In May 2022, city announced plans to build a complex of skyscrapers along the motorway, next to the FK BUSK football stadium. Two buildings would measure 100 m, while the third would reach 120 m. All three would have the conjoined base and communal, underground garage. The investor claimed they have accepted almost all of over a hundred complaints from the local residents. However, the citizens organized in civil initiative "Bežanija stays, Kosa defies", and rejected such "megalomaniacal complex" in the mostly family oriented neighborhood. Also, from the early draft to the announced one, city doubled the area covered by the complex from 80000 m2 to 163595 m2, which means some of the family villas and houses in the vicinity will have to be demolished. Also, plan hasn't envisioned almost any greenery. The "Bureau Cube Partners", which designed the complex, dismissed the complaints, saying that residents got everything wrong. Citizens responded that the presented data are false, tailored for the area 50% smaller than the planned one, so that the infrastructure appears adequate. City accepted to correct the plan, but the protests continued.
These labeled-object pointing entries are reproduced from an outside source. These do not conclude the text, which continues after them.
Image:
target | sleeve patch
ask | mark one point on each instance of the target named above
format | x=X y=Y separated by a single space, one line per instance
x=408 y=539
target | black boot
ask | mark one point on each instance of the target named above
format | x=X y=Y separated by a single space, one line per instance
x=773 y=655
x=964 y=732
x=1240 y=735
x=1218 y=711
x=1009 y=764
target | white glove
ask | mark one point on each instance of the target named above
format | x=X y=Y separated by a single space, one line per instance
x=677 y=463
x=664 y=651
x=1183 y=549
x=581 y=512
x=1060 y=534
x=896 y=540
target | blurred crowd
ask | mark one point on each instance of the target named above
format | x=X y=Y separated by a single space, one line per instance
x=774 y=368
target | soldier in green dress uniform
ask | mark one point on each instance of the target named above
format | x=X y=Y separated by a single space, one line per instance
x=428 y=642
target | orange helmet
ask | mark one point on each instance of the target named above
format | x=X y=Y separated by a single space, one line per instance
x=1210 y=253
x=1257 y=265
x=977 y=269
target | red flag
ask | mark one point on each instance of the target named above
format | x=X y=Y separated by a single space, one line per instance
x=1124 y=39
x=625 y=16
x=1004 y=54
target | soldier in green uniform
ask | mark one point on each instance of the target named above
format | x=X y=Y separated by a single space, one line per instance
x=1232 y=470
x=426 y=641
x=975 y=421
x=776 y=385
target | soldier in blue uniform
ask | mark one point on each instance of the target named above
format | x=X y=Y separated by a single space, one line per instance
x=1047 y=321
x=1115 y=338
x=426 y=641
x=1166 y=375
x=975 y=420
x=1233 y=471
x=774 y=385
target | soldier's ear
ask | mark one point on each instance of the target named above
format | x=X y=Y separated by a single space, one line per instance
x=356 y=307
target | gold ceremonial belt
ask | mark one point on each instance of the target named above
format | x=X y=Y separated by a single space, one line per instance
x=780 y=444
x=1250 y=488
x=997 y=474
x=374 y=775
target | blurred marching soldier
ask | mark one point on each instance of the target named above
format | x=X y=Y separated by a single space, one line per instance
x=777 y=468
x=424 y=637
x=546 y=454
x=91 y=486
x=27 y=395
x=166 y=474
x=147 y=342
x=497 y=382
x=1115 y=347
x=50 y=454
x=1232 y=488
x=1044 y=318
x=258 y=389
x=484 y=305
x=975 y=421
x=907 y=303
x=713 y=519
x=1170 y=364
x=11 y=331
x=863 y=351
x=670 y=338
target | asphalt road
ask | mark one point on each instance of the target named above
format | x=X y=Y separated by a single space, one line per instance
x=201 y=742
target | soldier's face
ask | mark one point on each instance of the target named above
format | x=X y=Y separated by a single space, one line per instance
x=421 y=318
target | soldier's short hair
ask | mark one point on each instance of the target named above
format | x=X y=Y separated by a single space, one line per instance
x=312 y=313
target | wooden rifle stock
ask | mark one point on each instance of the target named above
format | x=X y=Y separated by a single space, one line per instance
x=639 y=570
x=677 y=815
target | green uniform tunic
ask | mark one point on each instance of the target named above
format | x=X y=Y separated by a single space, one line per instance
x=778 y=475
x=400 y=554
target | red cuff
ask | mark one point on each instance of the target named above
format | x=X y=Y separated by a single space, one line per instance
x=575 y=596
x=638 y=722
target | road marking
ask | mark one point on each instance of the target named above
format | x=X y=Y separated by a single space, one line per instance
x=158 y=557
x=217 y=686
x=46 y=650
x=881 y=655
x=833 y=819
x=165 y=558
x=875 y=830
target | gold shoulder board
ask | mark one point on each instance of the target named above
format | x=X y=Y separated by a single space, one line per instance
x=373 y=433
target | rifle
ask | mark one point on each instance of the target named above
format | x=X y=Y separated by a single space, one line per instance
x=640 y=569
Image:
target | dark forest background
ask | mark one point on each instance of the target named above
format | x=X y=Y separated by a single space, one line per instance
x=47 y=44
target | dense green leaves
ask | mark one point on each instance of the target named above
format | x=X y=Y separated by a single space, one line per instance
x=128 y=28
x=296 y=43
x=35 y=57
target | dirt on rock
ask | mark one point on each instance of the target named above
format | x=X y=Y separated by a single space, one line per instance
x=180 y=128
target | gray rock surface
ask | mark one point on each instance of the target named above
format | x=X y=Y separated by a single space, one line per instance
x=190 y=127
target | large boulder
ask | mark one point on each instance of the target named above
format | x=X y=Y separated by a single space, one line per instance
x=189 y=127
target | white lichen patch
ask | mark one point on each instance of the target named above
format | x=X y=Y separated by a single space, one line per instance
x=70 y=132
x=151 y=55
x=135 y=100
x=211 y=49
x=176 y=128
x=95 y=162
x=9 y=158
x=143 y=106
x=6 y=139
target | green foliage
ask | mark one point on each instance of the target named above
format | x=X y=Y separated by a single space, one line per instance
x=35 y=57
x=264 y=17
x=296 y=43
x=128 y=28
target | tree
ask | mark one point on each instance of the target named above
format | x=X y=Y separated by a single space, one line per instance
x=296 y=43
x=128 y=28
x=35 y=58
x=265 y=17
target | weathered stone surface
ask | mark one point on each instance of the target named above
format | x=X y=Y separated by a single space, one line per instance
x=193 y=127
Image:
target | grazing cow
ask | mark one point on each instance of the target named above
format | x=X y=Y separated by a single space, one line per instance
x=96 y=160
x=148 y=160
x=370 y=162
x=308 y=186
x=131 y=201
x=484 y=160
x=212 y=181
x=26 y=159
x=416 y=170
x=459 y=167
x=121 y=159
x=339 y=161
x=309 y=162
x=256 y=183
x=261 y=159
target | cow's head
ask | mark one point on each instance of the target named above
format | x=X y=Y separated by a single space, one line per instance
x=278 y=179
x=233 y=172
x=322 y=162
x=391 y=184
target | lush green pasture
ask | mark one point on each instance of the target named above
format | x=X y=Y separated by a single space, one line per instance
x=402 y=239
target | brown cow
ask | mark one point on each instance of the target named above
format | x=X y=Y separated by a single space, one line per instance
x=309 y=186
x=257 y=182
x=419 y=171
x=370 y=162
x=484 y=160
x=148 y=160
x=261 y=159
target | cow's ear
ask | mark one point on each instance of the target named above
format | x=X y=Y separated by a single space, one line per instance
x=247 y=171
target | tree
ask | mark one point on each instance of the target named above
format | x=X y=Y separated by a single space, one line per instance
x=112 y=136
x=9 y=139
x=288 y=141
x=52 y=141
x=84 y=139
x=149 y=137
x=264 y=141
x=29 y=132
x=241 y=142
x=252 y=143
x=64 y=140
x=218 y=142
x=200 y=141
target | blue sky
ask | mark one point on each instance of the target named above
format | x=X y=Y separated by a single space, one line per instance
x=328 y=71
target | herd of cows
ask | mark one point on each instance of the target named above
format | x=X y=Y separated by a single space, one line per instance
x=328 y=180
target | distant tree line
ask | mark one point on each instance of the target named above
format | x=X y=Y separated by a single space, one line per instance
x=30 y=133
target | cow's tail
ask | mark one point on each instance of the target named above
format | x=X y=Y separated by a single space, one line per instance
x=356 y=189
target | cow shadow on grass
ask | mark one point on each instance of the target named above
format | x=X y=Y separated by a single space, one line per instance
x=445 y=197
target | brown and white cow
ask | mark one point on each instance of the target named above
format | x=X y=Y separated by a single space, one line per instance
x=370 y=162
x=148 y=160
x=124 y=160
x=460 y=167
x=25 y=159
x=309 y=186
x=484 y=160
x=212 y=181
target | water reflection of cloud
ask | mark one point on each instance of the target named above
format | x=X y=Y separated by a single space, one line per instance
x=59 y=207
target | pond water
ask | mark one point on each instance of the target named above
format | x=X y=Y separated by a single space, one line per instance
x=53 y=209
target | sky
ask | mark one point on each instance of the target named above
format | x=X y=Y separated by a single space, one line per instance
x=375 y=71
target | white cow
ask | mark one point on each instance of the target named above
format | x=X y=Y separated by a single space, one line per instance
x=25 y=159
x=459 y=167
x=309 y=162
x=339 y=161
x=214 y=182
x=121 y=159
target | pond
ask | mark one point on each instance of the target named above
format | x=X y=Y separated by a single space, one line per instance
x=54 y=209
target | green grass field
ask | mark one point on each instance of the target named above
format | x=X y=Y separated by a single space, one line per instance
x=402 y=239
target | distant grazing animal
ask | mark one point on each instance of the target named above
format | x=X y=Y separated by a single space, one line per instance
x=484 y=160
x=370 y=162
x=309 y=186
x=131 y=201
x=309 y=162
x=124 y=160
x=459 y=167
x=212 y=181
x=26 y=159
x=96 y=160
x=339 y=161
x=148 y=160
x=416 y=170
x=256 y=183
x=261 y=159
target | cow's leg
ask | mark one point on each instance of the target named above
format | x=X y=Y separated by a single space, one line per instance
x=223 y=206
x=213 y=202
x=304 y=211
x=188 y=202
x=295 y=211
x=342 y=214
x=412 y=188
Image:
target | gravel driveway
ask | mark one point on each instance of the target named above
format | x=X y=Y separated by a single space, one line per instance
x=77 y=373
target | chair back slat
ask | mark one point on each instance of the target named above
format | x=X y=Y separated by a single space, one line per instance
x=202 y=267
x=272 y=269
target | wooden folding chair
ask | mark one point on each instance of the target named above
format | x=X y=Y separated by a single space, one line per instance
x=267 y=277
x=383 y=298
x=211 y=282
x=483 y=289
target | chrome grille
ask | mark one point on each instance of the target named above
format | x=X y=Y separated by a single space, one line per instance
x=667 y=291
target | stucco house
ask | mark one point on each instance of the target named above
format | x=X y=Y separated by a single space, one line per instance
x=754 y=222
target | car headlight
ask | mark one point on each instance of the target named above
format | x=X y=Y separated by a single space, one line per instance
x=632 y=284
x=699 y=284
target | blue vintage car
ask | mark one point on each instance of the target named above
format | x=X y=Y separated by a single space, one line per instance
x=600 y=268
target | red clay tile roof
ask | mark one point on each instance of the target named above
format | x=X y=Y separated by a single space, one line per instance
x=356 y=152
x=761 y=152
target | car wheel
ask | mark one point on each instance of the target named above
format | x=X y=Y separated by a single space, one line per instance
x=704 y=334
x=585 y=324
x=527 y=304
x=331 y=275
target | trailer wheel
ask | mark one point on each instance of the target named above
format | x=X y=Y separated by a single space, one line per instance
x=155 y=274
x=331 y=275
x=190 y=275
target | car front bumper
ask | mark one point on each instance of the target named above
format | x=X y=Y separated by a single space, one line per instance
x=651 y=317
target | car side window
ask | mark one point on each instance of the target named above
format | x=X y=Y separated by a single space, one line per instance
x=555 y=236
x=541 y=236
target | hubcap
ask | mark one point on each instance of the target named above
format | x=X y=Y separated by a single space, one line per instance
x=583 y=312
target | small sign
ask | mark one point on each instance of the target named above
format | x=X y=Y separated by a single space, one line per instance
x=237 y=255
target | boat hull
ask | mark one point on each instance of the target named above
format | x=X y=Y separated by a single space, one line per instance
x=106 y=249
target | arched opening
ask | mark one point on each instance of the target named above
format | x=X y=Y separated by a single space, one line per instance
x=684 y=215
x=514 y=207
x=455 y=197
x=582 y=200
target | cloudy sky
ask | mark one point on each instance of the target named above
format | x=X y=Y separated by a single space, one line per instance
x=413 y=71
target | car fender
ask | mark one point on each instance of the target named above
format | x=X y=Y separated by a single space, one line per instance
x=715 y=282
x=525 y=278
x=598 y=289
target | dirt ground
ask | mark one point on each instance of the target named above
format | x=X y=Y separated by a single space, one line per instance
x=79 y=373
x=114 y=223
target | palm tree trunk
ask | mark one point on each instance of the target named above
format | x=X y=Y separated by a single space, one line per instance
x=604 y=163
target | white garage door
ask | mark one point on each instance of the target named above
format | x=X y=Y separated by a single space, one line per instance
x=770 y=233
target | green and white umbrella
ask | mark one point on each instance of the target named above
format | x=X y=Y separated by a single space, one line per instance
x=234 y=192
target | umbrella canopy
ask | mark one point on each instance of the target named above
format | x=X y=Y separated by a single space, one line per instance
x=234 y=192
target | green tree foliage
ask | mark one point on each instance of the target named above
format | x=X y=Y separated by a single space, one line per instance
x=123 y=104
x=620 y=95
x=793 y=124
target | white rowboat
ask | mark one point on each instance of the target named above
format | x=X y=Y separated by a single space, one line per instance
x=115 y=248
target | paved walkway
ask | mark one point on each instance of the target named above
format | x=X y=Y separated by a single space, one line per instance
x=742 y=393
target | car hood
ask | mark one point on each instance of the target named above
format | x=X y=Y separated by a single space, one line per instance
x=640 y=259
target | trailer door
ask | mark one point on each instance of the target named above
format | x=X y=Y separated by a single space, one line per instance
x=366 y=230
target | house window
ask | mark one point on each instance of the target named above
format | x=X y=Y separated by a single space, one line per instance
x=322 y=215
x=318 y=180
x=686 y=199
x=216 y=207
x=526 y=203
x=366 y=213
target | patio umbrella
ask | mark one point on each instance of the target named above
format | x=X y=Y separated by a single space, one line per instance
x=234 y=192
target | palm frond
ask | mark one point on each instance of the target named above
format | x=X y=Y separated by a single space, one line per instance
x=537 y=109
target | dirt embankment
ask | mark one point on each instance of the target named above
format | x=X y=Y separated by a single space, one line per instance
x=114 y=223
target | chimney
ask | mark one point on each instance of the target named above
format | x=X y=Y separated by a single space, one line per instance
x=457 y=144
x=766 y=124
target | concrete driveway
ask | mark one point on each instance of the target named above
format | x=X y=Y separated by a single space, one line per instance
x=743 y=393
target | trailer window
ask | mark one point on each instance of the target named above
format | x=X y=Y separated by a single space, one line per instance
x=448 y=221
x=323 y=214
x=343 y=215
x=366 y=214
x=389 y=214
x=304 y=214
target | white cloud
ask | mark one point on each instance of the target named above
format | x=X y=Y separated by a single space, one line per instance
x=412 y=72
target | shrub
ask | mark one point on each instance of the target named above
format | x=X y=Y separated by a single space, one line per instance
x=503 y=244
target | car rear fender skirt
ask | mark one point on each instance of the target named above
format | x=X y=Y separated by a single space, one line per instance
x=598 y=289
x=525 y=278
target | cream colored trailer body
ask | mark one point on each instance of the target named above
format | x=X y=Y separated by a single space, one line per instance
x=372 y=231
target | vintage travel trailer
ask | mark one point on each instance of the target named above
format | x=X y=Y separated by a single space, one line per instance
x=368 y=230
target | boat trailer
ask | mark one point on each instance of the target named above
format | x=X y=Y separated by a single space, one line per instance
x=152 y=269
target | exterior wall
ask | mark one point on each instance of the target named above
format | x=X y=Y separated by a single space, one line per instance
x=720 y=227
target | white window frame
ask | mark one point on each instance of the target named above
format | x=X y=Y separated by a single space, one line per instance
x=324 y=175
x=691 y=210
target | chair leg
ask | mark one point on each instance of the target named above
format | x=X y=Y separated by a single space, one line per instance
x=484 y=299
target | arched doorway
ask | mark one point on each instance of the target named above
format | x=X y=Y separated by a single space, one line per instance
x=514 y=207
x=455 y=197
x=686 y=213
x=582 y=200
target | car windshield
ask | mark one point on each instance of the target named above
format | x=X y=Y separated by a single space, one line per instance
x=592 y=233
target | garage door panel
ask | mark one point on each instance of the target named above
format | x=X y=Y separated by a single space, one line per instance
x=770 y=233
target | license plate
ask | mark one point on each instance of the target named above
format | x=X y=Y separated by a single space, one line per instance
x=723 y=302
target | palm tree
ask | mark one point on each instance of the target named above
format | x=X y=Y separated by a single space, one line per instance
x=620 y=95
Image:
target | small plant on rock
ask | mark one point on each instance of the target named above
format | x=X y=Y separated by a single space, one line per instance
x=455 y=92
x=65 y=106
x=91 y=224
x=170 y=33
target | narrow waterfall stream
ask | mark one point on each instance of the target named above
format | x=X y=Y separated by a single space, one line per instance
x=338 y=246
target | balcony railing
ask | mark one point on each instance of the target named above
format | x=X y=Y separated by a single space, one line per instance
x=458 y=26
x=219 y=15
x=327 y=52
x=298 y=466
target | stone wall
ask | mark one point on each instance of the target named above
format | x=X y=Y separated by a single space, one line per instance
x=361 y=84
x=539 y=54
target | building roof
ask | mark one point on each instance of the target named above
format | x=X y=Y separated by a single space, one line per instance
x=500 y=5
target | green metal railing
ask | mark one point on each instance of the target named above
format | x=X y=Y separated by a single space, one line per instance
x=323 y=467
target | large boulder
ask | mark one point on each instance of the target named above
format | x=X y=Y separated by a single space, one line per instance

The projected Tempo Tower complex would cover 5.36 ha. Over 2,200 residents joined the initiative, and organized petitions and public protests. The movement is part of the larger and growing opposition to such complexes all over the town. Real estates are not purchased to be an actual living or working space, so a very small number of residents live in such buildings, creating a "ghost town" feel ("only every tenth window is lit, only on every thirtieth someone actually appears on the terrace".

Envisioned by the former plan and reconfirmed in March 2023, it was announced that the existing FK BUSK stadium will be upgraded into the Center for Sports and Recreation for the students at the University of Belgrade. The present earthen stadium has few additional courts for tennis and basketball. The complex will cover 10 ha. The completely new stadium will be built with 1,600 seats, by the guidelines of the UEFA. Five additional structures will be constructed, hosting main hall, conference center, training hall, dormitories, basketball court, four tennis courts, 500 parking spots and five trim trails. Construction of the first structure, National training volleyball center, began on 6 June 2023 and should be finished in 2025.

=== Bežanijski Blokovi ===

Not considered part of the modern Bežanija, but rather as a separate neighborhood of Blokovi.